Wednesday, October 9, 2013

Ch. 4 - The Marketing Environment

Chanel SA is a dominate force throughout the fashion and beauty industries, one of the top fashion houses worldwide. Iconic products such as its best-selling perfume, Chanel No 5, handbags adorned with the interlocking C logo, and traditional Chanel colors, black and white, and the concept known as the "little black dress" carry the prestigious Chanel Empire. Earning billions in revenue yearly, Chanel operates standalone boutiques, sells within independent department stores, and provides an online market to sell a vast product range including haste couture, accessories, and beauty treatments. Chanel’s target market has expanded from middle aged upper class women and men (generation X, 30-50), to young women (generation Y, 19-30) The target group is women, who identifies themselves with the values that Chanel represents, which is; elegance, simplicity, modern, and class. 


          To continue to be profitable as a luxury good, Chanel No 5 needed a personal and original take on advertising to impress its traditional customer. Carol Potter, a global business director of J. Walter Thompson said “That is a global trend but it is especially acute when it comes to luxury goods, because with luxury goods you are paying to feel special--you need that personal connection." Chanel continued to spend more on advertising than almost any other perfume company and as a result, reaped the fattest profit margins throughout the industry.
The perfume, Chance, was Chanel's first attempt to attract a younger clientele, the 21- to 29-year-old female. As Chance took off through new advertising portals such as a devoted Web site, the perfume would roll out through the European and Asian markets.

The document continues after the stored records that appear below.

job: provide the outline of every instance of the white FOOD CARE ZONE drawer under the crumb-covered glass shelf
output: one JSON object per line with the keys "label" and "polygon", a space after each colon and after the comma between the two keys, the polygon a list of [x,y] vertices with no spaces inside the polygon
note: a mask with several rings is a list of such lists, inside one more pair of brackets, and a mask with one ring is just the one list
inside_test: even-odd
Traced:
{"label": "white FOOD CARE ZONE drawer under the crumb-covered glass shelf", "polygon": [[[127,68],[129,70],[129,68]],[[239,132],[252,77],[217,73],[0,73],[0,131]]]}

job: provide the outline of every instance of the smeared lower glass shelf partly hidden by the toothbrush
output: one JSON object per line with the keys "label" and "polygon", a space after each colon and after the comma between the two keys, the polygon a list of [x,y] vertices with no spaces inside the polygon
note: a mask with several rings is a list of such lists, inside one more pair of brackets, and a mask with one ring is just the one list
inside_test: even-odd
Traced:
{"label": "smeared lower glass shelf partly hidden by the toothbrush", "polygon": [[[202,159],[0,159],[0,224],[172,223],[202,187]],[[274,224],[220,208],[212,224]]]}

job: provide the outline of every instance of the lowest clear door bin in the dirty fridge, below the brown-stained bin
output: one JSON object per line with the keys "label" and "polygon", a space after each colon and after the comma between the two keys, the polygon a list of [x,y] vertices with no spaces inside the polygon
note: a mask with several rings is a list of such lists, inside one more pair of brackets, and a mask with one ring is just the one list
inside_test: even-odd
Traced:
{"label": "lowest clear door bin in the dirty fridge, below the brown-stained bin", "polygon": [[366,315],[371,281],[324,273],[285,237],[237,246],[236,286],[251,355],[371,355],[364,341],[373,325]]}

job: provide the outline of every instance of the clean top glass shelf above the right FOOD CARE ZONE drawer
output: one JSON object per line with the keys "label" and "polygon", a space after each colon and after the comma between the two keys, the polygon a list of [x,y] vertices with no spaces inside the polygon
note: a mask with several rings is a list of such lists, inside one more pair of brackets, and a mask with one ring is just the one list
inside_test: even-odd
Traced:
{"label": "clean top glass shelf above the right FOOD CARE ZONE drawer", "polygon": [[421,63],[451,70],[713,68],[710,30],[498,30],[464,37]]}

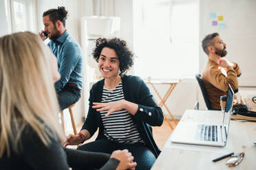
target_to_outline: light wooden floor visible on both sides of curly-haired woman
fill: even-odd
[[[175,123],[173,123],[173,121],[171,121],[171,125],[173,125],[175,127]],[[82,125],[78,125],[78,127],[76,129],[79,131],[79,130],[81,130],[81,127],[82,127]],[[169,138],[171,132],[173,132],[173,130],[171,130],[171,127],[169,126],[167,121],[164,121],[164,123],[160,127],[153,127],[153,138],[155,139],[155,141],[156,141],[158,147],[160,147],[160,149],[162,149],[162,147],[164,147],[164,143]],[[66,134],[69,134],[69,133],[66,132]],[[98,134],[98,132],[96,132],[94,134],[94,136],[92,136],[92,138],[90,138],[85,143],[95,141],[97,134]]]

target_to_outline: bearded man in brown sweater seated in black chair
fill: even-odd
[[[211,108],[220,110],[220,96],[226,95],[228,84],[231,84],[234,92],[238,91],[237,77],[241,70],[235,62],[229,62],[226,56],[226,44],[218,33],[209,34],[202,40],[202,48],[208,56],[204,66],[202,80],[204,88],[211,103]]]

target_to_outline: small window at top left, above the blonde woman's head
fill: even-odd
[[[34,0],[10,0],[7,8],[12,32],[36,32]]]

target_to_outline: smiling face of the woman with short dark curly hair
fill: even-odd
[[[104,47],[101,50],[100,57],[98,58],[98,69],[101,75],[105,79],[113,79],[118,77],[120,62],[118,56],[116,56],[116,51],[114,49],[109,49]]]

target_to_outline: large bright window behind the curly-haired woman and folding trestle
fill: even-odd
[[[136,75],[194,77],[199,69],[199,1],[144,0],[139,6],[134,22]]]

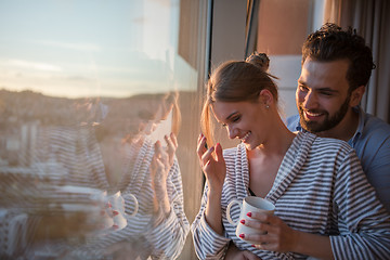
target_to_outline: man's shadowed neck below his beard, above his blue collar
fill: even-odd
[[[359,113],[350,108],[344,118],[334,128],[317,132],[318,136],[340,139],[348,142],[356,132],[359,126]]]

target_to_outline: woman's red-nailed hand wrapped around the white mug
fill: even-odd
[[[246,226],[259,230],[263,234],[243,234],[245,239],[257,240],[255,247],[270,251],[294,251],[297,231],[289,227],[281,218],[274,214],[250,212],[250,220],[242,220]],[[249,217],[249,216],[248,216]]]

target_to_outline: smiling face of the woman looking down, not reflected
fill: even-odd
[[[248,150],[263,143],[266,131],[263,104],[214,102],[211,109],[217,121],[226,128],[230,139],[240,139]]]

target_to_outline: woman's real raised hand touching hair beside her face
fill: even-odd
[[[213,152],[216,156],[213,156]],[[221,192],[226,176],[226,165],[222,155],[222,146],[218,143],[216,146],[207,150],[206,138],[200,134],[198,138],[197,154],[209,188]]]

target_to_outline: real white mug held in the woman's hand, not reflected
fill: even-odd
[[[231,218],[231,207],[234,204],[238,204],[239,209],[240,209],[240,214],[239,214],[239,219],[236,221],[233,221]],[[249,220],[250,218],[247,216],[248,212],[262,212],[262,213],[268,213],[268,214],[273,214],[275,210],[275,206],[261,197],[256,197],[256,196],[248,196],[246,198],[244,198],[243,200],[238,200],[238,199],[233,199],[226,208],[226,217],[227,217],[227,221],[233,224],[233,225],[237,225],[236,229],[236,236],[242,239],[245,240],[249,244],[256,244],[256,242],[252,240],[246,240],[245,238],[240,238],[239,235],[240,234],[263,234],[261,232],[259,232],[259,230],[256,229],[251,229],[249,226],[246,226],[242,223],[239,223],[239,220]]]

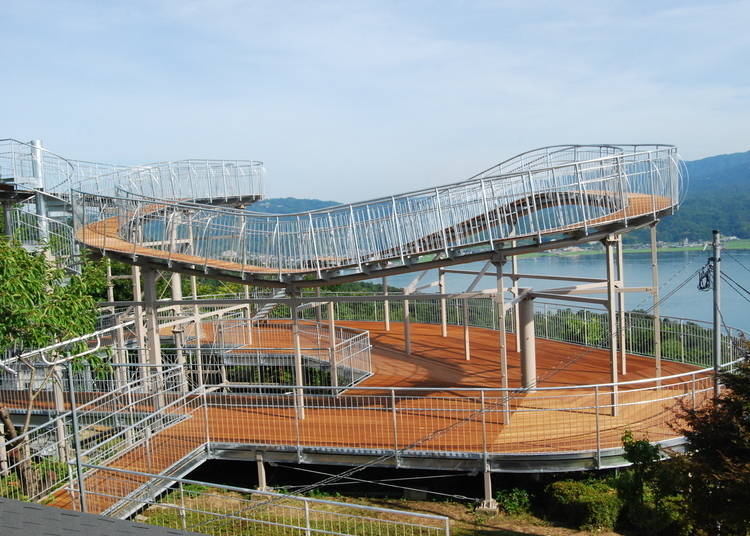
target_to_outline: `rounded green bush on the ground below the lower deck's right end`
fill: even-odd
[[[583,530],[612,530],[622,508],[615,489],[604,482],[560,480],[545,491],[552,515]]]

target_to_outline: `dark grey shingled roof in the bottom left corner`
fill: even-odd
[[[3,536],[197,536],[106,516],[0,497],[0,533]]]

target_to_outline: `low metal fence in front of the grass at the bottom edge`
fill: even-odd
[[[106,490],[85,490],[89,502],[139,511],[146,523],[215,536],[346,534],[449,536],[445,516],[329,501],[272,491],[169,478],[86,465],[106,478]],[[133,481],[141,483],[133,491]],[[167,491],[164,491],[167,490]]]

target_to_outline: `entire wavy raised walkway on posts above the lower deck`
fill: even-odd
[[[76,186],[76,239],[129,263],[276,287],[600,240],[670,213],[681,180],[671,146],[568,145],[524,153],[454,184],[266,215],[200,205],[194,201],[205,195],[159,176],[130,170]],[[102,181],[117,192],[102,193],[94,186]]]

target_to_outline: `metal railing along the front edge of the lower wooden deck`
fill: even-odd
[[[659,380],[522,389],[352,387],[346,396],[304,387],[304,416],[290,390],[229,395],[209,389],[213,444],[259,449],[388,453],[405,457],[582,452],[621,446],[627,430],[679,437],[678,408],[713,394],[710,370]],[[239,387],[239,386],[238,386]]]

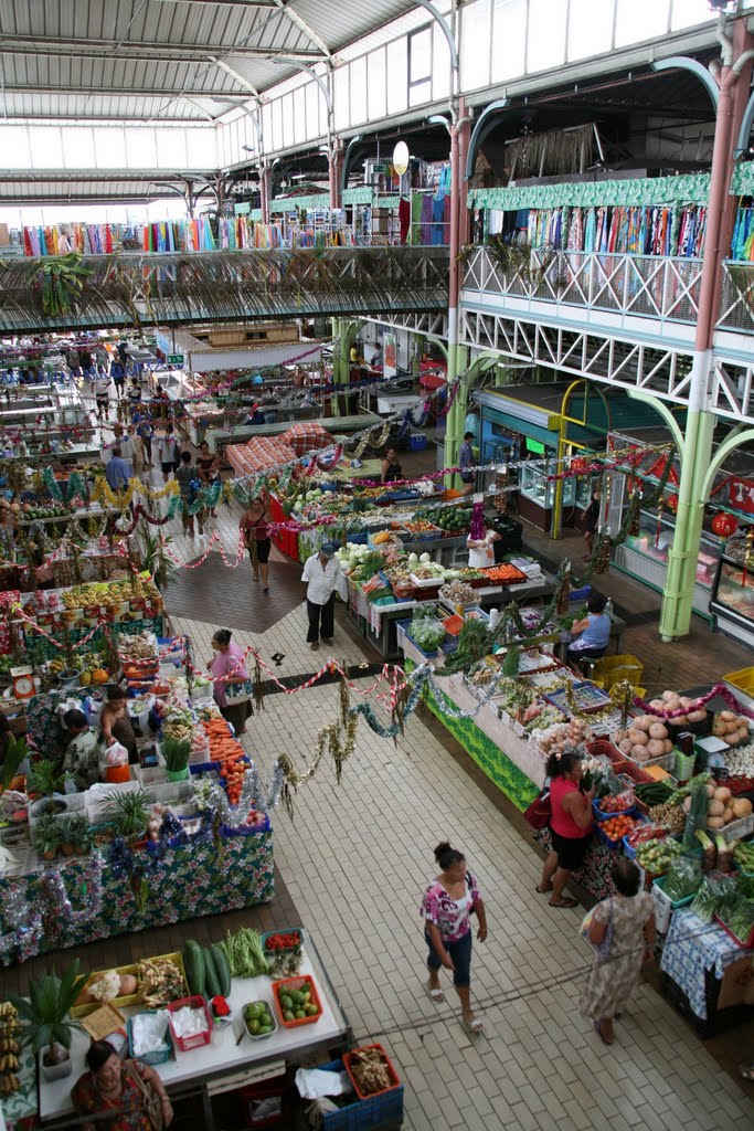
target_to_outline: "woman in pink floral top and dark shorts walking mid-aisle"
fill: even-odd
[[[440,967],[452,970],[453,985],[461,999],[461,1024],[468,1033],[480,1033],[482,1021],[477,1021],[471,1011],[470,916],[474,913],[479,921],[479,942],[487,938],[487,916],[463,854],[444,840],[435,848],[434,858],[440,865],[440,875],[424,892],[421,909],[425,921],[424,938],[430,947],[427,993],[434,1002],[443,1002]]]

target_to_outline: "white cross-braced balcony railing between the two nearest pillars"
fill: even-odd
[[[589,310],[694,323],[701,277],[701,259],[544,249],[522,256],[514,252],[511,262],[505,264],[488,248],[476,248],[467,262],[463,286]],[[752,328],[751,319],[746,328]]]

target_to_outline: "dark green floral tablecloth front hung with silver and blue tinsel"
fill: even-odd
[[[275,893],[272,832],[227,836],[190,841],[171,848],[148,877],[149,897],[144,914],[137,909],[127,875],[116,874],[109,849],[103,852],[101,880],[93,857],[77,857],[50,871],[60,877],[73,913],[85,908],[90,915],[70,922],[60,913],[53,898],[55,888],[44,882],[41,869],[0,881],[0,907],[20,891],[34,912],[43,913],[43,931],[33,942],[25,942],[25,956],[47,953],[66,947],[80,947],[96,939],[109,939],[132,931],[144,931],[166,923],[219,915],[239,907],[267,903]],[[76,916],[78,920],[78,915]],[[11,924],[0,914],[0,934]],[[35,943],[35,944],[34,944]],[[10,961],[17,960],[11,957]]]

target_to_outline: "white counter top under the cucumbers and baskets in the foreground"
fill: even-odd
[[[211,1043],[193,1048],[190,1052],[176,1050],[174,1059],[156,1067],[156,1071],[167,1088],[174,1093],[179,1086],[194,1083],[197,1090],[225,1090],[220,1087],[224,1076],[237,1078],[233,1082],[242,1086],[245,1072],[251,1072],[263,1063],[289,1060],[293,1062],[309,1060],[313,1053],[321,1052],[321,1061],[330,1059],[329,1051],[345,1047],[350,1035],[350,1026],[343,1011],[335,988],[327,975],[322,960],[317,951],[311,935],[302,931],[304,941],[302,974],[313,976],[322,1003],[322,1015],[311,1025],[298,1025],[287,1029],[280,1025],[280,1019],[271,1005],[277,1029],[263,1041],[252,1041],[244,1036],[243,1007],[251,1001],[271,1003],[271,982],[268,977],[233,978],[231,993],[227,996],[232,1009],[232,1021],[228,1025],[215,1026]],[[133,1013],[138,1010],[125,1010]],[[72,1113],[70,1090],[79,1076],[85,1071],[84,1055],[89,1043],[85,1033],[73,1033],[71,1056],[72,1073],[63,1080],[43,1080],[40,1086],[40,1117],[43,1122],[58,1120]],[[233,1086],[228,1081],[228,1087]],[[213,1083],[216,1085],[213,1088]],[[209,1087],[207,1087],[209,1086]],[[185,1091],[185,1087],[180,1089]],[[199,1117],[197,1121],[199,1125]],[[203,1125],[203,1124],[202,1124]]]

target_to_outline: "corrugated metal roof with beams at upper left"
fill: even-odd
[[[102,116],[107,103],[116,119],[201,118],[181,95],[267,89],[295,72],[271,57],[313,62],[414,7],[413,0],[0,0],[0,114],[80,120]],[[227,110],[210,106],[213,116]]]

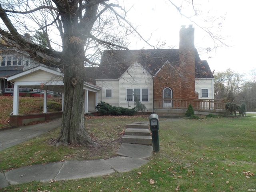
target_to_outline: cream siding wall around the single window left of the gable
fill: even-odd
[[[98,80],[96,85],[101,87],[98,94],[98,102],[104,101],[112,106],[119,106],[119,83],[118,80]],[[112,97],[106,98],[106,89],[112,90]]]

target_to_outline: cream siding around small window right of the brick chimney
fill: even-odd
[[[208,97],[202,97],[202,89],[208,89]],[[213,79],[196,79],[195,90],[198,92],[199,99],[214,99]]]

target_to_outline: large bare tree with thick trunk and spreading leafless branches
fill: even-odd
[[[181,9],[176,8],[182,14]],[[108,0],[1,1],[0,18],[4,26],[0,34],[11,40],[12,46],[28,52],[34,60],[58,67],[64,73],[64,112],[56,144],[98,146],[84,129],[84,65],[99,61],[103,48],[127,49],[128,43],[123,39],[129,38],[132,32],[144,40],[125,16],[124,8]],[[22,35],[37,30],[46,38],[47,48]]]

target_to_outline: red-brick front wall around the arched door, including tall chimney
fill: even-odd
[[[194,28],[180,29],[179,66],[166,63],[154,77],[154,99],[163,98],[166,87],[172,89],[172,98],[197,99],[195,92]]]

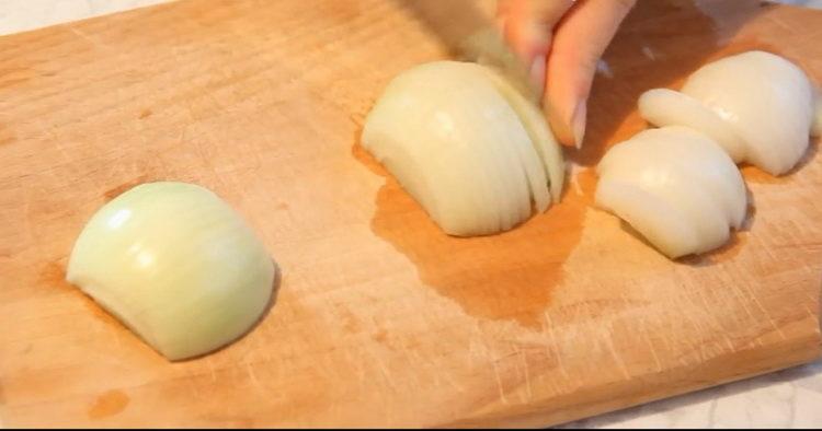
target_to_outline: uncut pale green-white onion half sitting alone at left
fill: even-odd
[[[271,300],[274,263],[214,193],[137,186],[103,206],[75,244],[67,280],[170,360],[240,337]]]

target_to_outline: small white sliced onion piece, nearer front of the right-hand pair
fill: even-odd
[[[745,185],[733,161],[686,127],[650,129],[616,144],[597,173],[597,206],[671,258],[721,246],[745,219]]]

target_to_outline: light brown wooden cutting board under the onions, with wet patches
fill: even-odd
[[[395,0],[182,1],[0,38],[0,421],[10,427],[547,426],[822,352],[822,162],[743,170],[731,244],[669,261],[591,206],[639,93],[775,50],[822,78],[822,13],[641,1],[596,79],[561,205],[442,234],[356,147],[387,81],[443,58]],[[205,185],[256,229],[278,300],[169,363],[64,281],[133,185]]]

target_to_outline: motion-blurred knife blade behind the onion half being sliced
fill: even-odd
[[[526,100],[541,94],[528,68],[511,49],[477,0],[398,0],[448,47],[453,55],[496,69]]]

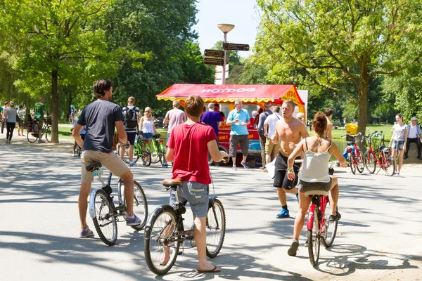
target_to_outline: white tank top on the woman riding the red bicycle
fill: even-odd
[[[306,139],[305,139],[306,141]],[[330,176],[328,175],[328,161],[330,161],[330,153],[328,150],[331,144],[324,152],[312,152],[307,150],[303,157],[302,166],[298,173],[300,181],[307,183],[328,183]]]

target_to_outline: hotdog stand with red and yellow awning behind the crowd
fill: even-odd
[[[218,103],[221,112],[227,117],[231,110],[234,110],[235,100],[242,100],[243,108],[248,110],[251,118],[249,131],[249,154],[260,155],[260,136],[257,129],[254,128],[252,111],[264,109],[264,103],[271,102],[271,105],[283,104],[283,100],[293,100],[297,112],[305,112],[305,103],[298,94],[294,85],[214,85],[214,84],[174,84],[156,97],[158,100],[179,100],[181,106],[184,106],[184,100],[189,96],[201,96],[204,105],[207,103]],[[229,152],[230,126],[222,122],[219,126],[219,148]]]

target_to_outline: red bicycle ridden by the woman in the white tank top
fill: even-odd
[[[330,221],[331,205],[328,192],[325,190],[310,190],[305,196],[312,197],[312,204],[308,209],[307,242],[309,244],[309,261],[312,266],[318,264],[320,244],[331,247],[337,232],[338,221]],[[338,207],[335,209],[338,211]]]

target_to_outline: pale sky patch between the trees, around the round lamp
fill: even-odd
[[[252,49],[260,21],[256,0],[198,0],[196,8],[198,23],[193,26],[193,30],[198,32],[202,53],[224,39],[224,33],[217,27],[220,23],[235,25],[234,30],[227,33],[227,41],[249,44],[250,50]],[[239,51],[243,58],[250,53],[251,51]]]

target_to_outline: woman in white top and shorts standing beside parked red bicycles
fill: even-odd
[[[406,141],[407,141],[407,125],[403,122],[403,117],[401,114],[396,115],[397,123],[392,126],[392,137],[390,141],[389,148],[392,148],[392,159],[396,159],[397,150],[399,151],[399,164],[396,165],[397,171],[395,175],[399,176],[400,170],[403,165],[403,153],[406,150]]]

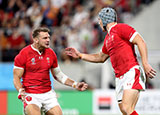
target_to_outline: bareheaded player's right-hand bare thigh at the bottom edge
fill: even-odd
[[[46,115],[62,115],[62,109],[60,106],[55,106],[46,112]]]

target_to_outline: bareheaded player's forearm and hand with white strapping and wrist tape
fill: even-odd
[[[72,79],[70,79],[69,77],[67,77],[61,70],[59,67],[57,68],[52,68],[51,69],[51,73],[53,75],[53,77],[55,78],[55,80],[57,80],[58,82],[73,87],[79,91],[84,91],[87,89],[88,84],[84,83],[84,82],[76,82]]]

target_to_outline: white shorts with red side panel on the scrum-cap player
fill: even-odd
[[[145,90],[146,76],[139,65],[132,67],[128,72],[115,80],[116,98],[118,102],[122,101],[123,90],[125,89]]]

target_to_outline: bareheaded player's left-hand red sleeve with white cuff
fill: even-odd
[[[20,52],[14,59],[14,67],[25,68],[26,55],[24,52]]]

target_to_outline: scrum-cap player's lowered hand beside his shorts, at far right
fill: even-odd
[[[147,77],[152,79],[156,76],[156,71],[149,64],[145,64],[143,67]]]

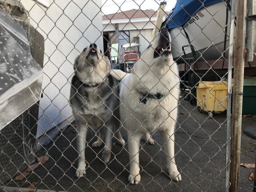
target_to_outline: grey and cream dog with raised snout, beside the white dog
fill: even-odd
[[[99,129],[93,147],[101,146],[105,138],[102,159],[109,162],[112,138],[117,134],[118,143],[124,145],[119,129],[120,100],[118,81],[110,74],[108,58],[96,44],[90,44],[75,59],[75,75],[70,91],[70,105],[77,124],[77,149],[79,152],[76,176],[86,173],[85,146],[89,128]],[[115,129],[116,128],[116,129]]]

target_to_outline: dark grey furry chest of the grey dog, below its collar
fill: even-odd
[[[100,118],[104,121],[118,107],[118,94],[118,81],[111,75],[95,88],[85,85],[74,75],[70,103],[73,110],[76,110],[74,112],[78,112],[84,119]]]

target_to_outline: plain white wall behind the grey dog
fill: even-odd
[[[20,2],[45,39],[43,98],[37,128],[40,137],[72,116],[68,100],[75,57],[89,43],[103,49],[101,0],[49,0],[48,9],[33,0]]]

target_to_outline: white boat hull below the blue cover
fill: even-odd
[[[226,26],[227,33],[225,33]],[[186,58],[193,57],[190,46],[184,47],[183,52],[182,46],[185,45],[194,47],[196,59],[200,61],[227,58],[229,33],[230,10],[224,2],[213,4],[197,12],[185,27],[176,27],[170,31],[173,58],[178,63],[184,63],[184,52]],[[224,42],[226,42],[226,46],[224,46]]]

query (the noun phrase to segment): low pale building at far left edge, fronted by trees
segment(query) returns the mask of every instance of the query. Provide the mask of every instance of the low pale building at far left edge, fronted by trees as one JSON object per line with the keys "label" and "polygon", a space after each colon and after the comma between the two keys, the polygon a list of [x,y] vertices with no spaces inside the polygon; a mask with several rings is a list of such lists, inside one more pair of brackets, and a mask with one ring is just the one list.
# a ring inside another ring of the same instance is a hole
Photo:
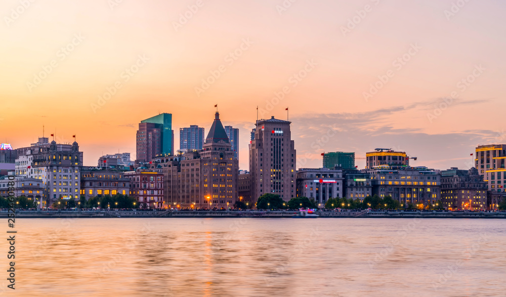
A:
{"label": "low pale building at far left edge, fronted by trees", "polygon": [[46,187],[39,179],[14,177],[14,180],[9,180],[8,176],[0,179],[0,196],[9,197],[9,182],[14,182],[14,196],[25,196],[28,200],[35,200],[38,205],[43,202],[46,196]]}

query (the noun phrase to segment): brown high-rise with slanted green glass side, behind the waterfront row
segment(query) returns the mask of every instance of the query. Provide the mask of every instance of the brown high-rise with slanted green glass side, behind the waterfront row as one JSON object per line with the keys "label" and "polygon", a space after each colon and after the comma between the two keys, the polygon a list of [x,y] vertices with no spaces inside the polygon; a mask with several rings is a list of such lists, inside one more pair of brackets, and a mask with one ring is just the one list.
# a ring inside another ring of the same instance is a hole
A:
{"label": "brown high-rise with slanted green glass side, behind the waterfront row", "polygon": [[136,135],[136,162],[150,161],[157,155],[174,154],[172,114],[159,115],[142,120]]}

By 2009, even the perennially profitable Chanel was affected by the global economic crisis. Chanel's profits, sales, and customers were not cut severely, but noticeably. Chanel stood to earn an estimated $5 billion in sales in 2009; however, economic changes did occur such as the reduction of 10 percent of the Chanel's production workforce in Paris. In contrast to the European and U.S. markets, which saw an 8 percent decline in the luxury market in 2009, new markets in Asia and the Middle East prompted Chanel to move more of its resources eastward. Couture was a challenging concept to interpret for new customers. Convincing new clients of the necessity of unsurpassed quality and perfection was vital to progress sales.

While Lagerfeld revamped the company's clothing designs, the rest of the company's designers and marketers carefully maintained a conservative, proven image so as not to tamper with the Chanel legend. As a result of Alain Wertheimer's efforts throughout the previous decades, Chanel's performance improved significantly. As the 1990s approached Chanel was considered a global leader in the fragrance industry and a top innovator in fragrance advertising and marketing. Chanel has opened three boutiques in Shanghai, one of the world's most populous cities.  Chanel's president of fashion, Bruno Pavlovsky said, “We try to bring through the boutiques the best value of the brand, our idea is not to open lots of boutiques but be able to give, through the existing one, the best value and the best service to our customers." China, with a population of approximately 1.3 billion people, is a focus for luxury brands due to its expanding middle classes. Its growth comes as consumer spending in Europe and the U.S. dwindles.